Replace the three classes with a single implementation backed by a unified LLM interface. The prompt layer (prompter.py, agents.py, translate.py) stays unchanged — all options below use the standard messages format.

Options

Option A: OpenAI SDK + provider-compatible endpoints

Google and Anthropic now offer OpenAI-compatible endpoints. We could keep only the openai SDK and remove anthropic and google-genai from dependencies. One ChatBot class handles all providers by varying base_url and api_key.

  • Pros: zero new dependencies (removes two); no extra cost or latency.
  • Cons: compatibility endpoints are relatively new and may not expose all provider-specific features; retry and fee tracking still maintained by us.

Option B: LiteLLM

LiteLLM provides litellm.acompletion() across 100+ providers with built-in retry, fallback, and usage tracking. Its core dependencies (openai, httpx, tiktoken, pydantic, etc.) largely overlap with what openlrc already has, so the actual new footprint is small.
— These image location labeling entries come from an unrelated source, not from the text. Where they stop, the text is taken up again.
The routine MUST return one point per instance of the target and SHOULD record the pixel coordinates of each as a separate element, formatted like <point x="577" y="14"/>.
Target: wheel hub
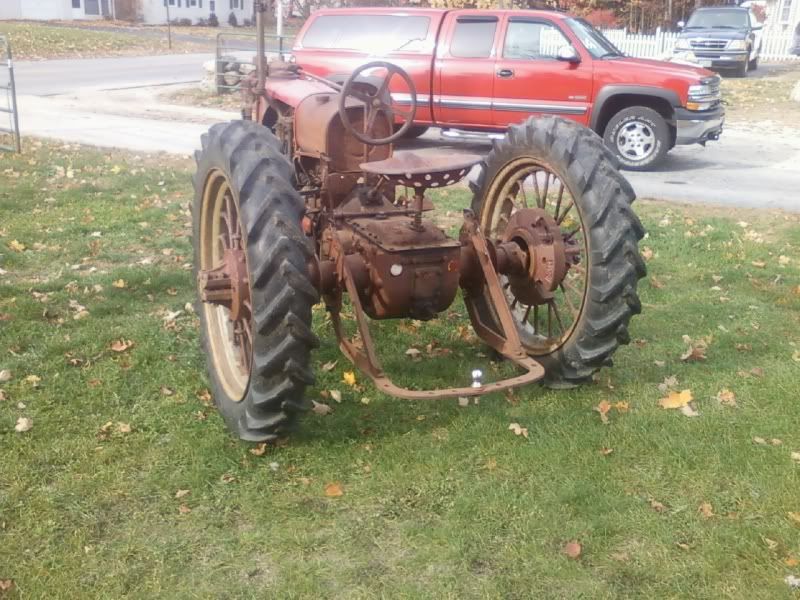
<point x="540" y="237"/>
<point x="227" y="285"/>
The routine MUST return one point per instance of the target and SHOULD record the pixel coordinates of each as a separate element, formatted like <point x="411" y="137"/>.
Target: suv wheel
<point x="638" y="136"/>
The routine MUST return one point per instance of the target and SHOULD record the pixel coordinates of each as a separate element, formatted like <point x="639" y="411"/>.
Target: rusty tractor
<point x="306" y="200"/>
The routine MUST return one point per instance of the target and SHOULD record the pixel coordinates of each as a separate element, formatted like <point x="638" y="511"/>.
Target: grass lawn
<point x="127" y="484"/>
<point x="37" y="41"/>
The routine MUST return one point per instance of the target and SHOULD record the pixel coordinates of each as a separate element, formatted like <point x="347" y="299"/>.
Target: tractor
<point x="305" y="200"/>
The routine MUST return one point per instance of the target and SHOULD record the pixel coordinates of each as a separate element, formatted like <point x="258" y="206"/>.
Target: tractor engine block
<point x="404" y="267"/>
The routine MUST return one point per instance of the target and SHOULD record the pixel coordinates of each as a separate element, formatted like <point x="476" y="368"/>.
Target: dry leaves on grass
<point x="696" y="350"/>
<point x="518" y="429"/>
<point x="726" y="398"/>
<point x="333" y="489"/>
<point x="121" y="345"/>
<point x="23" y="424"/>
<point x="573" y="549"/>
<point x="321" y="408"/>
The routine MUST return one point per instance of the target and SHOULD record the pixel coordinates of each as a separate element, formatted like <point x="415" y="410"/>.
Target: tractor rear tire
<point x="247" y="156"/>
<point x="611" y="230"/>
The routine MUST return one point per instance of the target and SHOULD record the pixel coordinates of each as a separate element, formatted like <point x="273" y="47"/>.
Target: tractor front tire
<point x="577" y="157"/>
<point x="261" y="404"/>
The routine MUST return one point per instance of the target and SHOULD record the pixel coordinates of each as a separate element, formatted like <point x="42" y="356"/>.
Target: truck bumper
<point x="715" y="59"/>
<point x="698" y="127"/>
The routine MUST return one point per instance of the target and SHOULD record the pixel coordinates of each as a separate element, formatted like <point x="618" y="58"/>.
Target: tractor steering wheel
<point x="377" y="103"/>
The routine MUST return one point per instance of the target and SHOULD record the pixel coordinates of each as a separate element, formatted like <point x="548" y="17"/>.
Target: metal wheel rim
<point x="541" y="184"/>
<point x="636" y="140"/>
<point x="231" y="360"/>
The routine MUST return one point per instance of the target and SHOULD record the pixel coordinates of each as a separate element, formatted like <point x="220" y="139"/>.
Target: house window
<point x="786" y="11"/>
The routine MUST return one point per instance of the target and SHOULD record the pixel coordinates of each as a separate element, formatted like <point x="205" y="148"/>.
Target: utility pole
<point x="169" y="25"/>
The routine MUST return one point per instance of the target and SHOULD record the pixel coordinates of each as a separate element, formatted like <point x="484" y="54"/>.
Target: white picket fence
<point x="775" y="45"/>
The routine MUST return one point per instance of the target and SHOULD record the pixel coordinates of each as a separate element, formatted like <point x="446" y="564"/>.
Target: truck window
<point x="368" y="33"/>
<point x="473" y="37"/>
<point x="533" y="40"/>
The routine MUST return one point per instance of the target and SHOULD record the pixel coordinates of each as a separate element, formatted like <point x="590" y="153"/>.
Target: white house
<point x="147" y="11"/>
<point x="155" y="11"/>
<point x="54" y="9"/>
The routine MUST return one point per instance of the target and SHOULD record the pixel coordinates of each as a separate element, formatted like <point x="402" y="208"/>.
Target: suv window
<point x="533" y="40"/>
<point x="368" y="33"/>
<point x="473" y="37"/>
<point x="718" y="19"/>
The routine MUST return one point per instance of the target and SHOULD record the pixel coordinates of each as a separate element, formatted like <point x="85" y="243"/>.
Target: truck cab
<point x="484" y="70"/>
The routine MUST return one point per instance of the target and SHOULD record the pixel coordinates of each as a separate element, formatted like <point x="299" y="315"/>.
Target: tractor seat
<point x="423" y="170"/>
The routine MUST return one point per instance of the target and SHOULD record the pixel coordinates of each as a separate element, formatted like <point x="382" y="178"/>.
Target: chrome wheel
<point x="636" y="140"/>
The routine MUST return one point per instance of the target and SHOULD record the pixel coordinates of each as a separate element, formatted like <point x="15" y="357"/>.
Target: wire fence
<point x="775" y="45"/>
<point x="236" y="53"/>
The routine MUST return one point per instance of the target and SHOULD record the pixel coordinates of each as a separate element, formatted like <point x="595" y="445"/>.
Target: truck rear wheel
<point x="564" y="169"/>
<point x="250" y="258"/>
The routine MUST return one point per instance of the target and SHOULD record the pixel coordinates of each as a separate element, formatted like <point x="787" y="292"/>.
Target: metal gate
<point x="8" y="101"/>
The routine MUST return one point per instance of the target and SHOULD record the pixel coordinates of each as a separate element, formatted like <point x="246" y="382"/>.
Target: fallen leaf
<point x="726" y="397"/>
<point x="321" y="408"/>
<point x="259" y="450"/>
<point x="518" y="429"/>
<point x="23" y="424"/>
<point x="689" y="411"/>
<point x="676" y="399"/>
<point x="333" y="489"/>
<point x="573" y="549"/>
<point x="603" y="409"/>
<point x="121" y="345"/>
<point x="706" y="510"/>
<point x="771" y="544"/>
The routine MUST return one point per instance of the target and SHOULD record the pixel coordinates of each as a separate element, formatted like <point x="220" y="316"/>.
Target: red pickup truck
<point x="482" y="70"/>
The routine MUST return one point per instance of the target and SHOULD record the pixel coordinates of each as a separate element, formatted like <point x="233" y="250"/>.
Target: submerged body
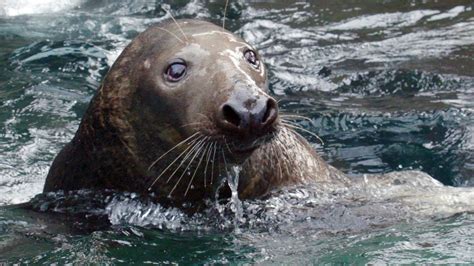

  • Pros: built-in retry/fallback and cost tracking; 100+ providers out of the box; actively maintained (42k+ stars).
  • Cons: adds a dependency; one more abstraction layer between us and the provider.

Option C: OpenRouter (service)

OpenRouter is a cloud proxy with an OpenAI-compatible endpoint for 300+ models. openlrc already partially uses it (GPTBot._resolve_client_settings() has OpenRouter fallback, README recommends OPENROUTER_API_KEY).

  • Pros: simplest code change — keep only GPTBot, remove the other two classes; automatic provider-side fallback.
  • Cons: OpenRouter charges a 5.5% fee on every credit purchase (with a $0.80 minimum). While per-token inference prices match the providers directly, this upfront fee is unavoidable and adds up for heavy users. Also adds network latency (extra hop through OpenRouter's proxy), and creates a hard dependency on a single commercial service — if OpenRouter goes down, all LLM calls fail.

Discussion

  1. Which option best fits the project?
  2. Are there provider-specific features (e.g. Gemini safety settings) that must be preserved?
  3. Should models.py be kept for fee estimation, or delegate cost tracking to the chosen solution?